The REP also contains instructions on how search engines should approach links (such as “follow” or “nofollow”), as well as directives like meta robots.

Robots.txt files specify which user agents (web-crawling software) can crawl which website areas. The behavior of some (or all) user agents is “disallowed” or “allowed” according to these crawl instructions.

How does robots.txt work?

Search engines have two key responsibilities:

Crawling the web to find material.
Indexing that content so that the information seekers may access it.

Search engines crawl websites by following links from one site to another, spanning many billions of connections and domains. The term “spidering” is sometimes used to describe this crawling motion.

The search crawler will seek a robots.txt file after visiting a website but before spidering it. If there is one, the crawler will read it before moving on to the rest of the page.

The information found in the robots.txt file will direct additional crawler action on this specific site because it contains instructions on how the search engine should crawl. The user-agent will continue to crawl other content on the site if the robots.txt file does not contain directives that forbid user-agent activity (or if the site does not have a robots.txt file).

The purpose of a robots.txt file

A robots.txt file is a text file that contains instructions for bots on which pages they can and cannot access. This file is used to prevent bots from crawling and indexing pages that are not meant to be seen by the public. A robots.txt file can also be used to create sitemaps and lists of all the pages on a website that are meant to be indexed by search engines.

Why is Robots.txt important?

A robots.txt file is not typically required for websites.

That’s because Google can typically identify and index your website’s key pages.

Additionally, they will automatically omit duplicate or unimportant pages from their indexing.

However, there are three primary justifications for using a robots.txt file:

Block private pages: Occasionally, you may have pages on your site that you don’t want search engines to index. You might have a staging version of a page, for instance. Perhaps a login page. These pages are essential. However, you want to ensure guests can land on them. In this situation, you would use robots.txt to prevent bots and search engine crawlers from accessing specific pages.
Increase crawl budget: If it’s difficult for all your pages to index, you may have a crawl budget issue. Robots.txt allows Googlebot to focus more of your crawl budget on the pages that are genuinely important by banning unimportant pages.
Stop resources from being indexed: Meta directives can be used to stop pages from being indexed just as effectively as Robots.txt. However, multimedia resources like PDFs and photos respond poorly to meta directives. In this situation, robots.txt is useful.

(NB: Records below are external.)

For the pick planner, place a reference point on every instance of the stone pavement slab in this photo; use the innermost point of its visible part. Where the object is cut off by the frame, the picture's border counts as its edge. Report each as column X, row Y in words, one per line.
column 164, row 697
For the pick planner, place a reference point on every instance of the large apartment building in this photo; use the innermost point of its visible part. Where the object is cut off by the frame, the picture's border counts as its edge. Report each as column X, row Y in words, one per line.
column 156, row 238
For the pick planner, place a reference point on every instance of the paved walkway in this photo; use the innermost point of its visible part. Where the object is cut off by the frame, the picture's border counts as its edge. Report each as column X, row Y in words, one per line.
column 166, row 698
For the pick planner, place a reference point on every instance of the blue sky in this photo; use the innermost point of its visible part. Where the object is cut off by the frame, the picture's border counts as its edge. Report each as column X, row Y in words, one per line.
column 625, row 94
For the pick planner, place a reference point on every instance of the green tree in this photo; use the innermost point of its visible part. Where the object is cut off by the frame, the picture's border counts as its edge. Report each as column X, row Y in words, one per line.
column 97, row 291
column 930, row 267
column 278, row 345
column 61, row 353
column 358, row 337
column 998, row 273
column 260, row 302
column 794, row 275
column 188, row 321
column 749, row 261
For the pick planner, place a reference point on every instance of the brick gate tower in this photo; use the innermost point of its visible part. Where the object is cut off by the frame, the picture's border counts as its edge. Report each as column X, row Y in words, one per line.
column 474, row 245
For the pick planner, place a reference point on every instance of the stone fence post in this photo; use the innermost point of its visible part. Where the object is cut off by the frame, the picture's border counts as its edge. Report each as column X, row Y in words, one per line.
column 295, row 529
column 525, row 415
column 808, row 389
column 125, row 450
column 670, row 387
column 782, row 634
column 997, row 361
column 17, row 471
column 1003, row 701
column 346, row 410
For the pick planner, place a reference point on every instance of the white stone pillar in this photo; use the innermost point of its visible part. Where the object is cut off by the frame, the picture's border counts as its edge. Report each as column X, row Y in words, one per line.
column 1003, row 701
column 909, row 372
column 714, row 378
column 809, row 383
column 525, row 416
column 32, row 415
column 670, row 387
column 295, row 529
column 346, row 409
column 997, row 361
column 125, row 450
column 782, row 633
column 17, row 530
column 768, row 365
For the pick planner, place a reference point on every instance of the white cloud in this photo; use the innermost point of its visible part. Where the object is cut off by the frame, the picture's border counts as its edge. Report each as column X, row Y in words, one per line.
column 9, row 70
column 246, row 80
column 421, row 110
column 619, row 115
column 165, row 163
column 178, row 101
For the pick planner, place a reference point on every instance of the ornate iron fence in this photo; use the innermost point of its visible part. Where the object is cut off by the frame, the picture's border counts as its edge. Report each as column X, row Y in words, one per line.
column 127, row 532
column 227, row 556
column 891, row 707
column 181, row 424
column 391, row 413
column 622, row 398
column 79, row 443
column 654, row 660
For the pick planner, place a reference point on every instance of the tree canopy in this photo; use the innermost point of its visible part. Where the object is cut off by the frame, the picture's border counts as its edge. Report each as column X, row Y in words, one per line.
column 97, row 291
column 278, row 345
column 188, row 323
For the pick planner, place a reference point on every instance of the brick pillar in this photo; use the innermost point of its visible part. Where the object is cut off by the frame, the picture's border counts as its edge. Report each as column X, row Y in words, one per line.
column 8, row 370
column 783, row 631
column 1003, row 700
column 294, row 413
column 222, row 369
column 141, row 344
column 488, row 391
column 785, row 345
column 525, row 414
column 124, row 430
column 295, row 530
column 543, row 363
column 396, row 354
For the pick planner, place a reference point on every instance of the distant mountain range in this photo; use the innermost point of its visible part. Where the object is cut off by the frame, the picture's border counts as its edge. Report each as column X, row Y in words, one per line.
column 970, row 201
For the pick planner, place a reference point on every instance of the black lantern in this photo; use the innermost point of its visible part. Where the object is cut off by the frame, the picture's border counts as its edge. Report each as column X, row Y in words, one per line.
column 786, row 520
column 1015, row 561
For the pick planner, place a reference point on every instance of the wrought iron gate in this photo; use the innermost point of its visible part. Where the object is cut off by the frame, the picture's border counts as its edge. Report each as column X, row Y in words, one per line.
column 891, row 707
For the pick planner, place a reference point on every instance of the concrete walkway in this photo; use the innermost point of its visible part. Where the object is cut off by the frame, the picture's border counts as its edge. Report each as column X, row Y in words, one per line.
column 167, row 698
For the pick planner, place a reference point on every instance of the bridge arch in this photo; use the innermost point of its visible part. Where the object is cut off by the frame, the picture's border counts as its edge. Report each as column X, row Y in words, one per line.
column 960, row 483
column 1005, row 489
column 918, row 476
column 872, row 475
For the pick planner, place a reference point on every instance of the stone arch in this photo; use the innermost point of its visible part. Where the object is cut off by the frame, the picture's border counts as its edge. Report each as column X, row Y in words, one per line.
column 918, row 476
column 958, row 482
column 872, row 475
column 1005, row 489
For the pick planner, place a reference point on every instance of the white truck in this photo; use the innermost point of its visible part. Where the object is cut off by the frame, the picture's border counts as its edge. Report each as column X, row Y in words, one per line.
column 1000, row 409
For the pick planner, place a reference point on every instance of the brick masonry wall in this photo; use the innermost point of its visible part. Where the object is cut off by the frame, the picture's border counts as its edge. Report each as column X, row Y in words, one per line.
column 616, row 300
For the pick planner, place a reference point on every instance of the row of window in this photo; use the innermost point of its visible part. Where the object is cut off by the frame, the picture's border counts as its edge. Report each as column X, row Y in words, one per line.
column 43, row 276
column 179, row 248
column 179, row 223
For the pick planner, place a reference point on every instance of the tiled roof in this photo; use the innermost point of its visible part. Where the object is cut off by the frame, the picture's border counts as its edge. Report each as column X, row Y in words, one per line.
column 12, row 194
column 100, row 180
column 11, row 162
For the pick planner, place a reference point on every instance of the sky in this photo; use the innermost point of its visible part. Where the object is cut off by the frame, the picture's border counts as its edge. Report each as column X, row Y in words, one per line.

The final word? Search engine spiders are instructed not to crawl particular website pages by robots.txt.

You can see how many pages are indexed in the Google Search Console.

You don’t need to worry about a Robots.txt file if the number matches the number of pages you want crawled.

It’s time to make a robots.txt file for your website if that number is more significant than you anticipated (and you find URLs that shouldn’t be crawled are indexed).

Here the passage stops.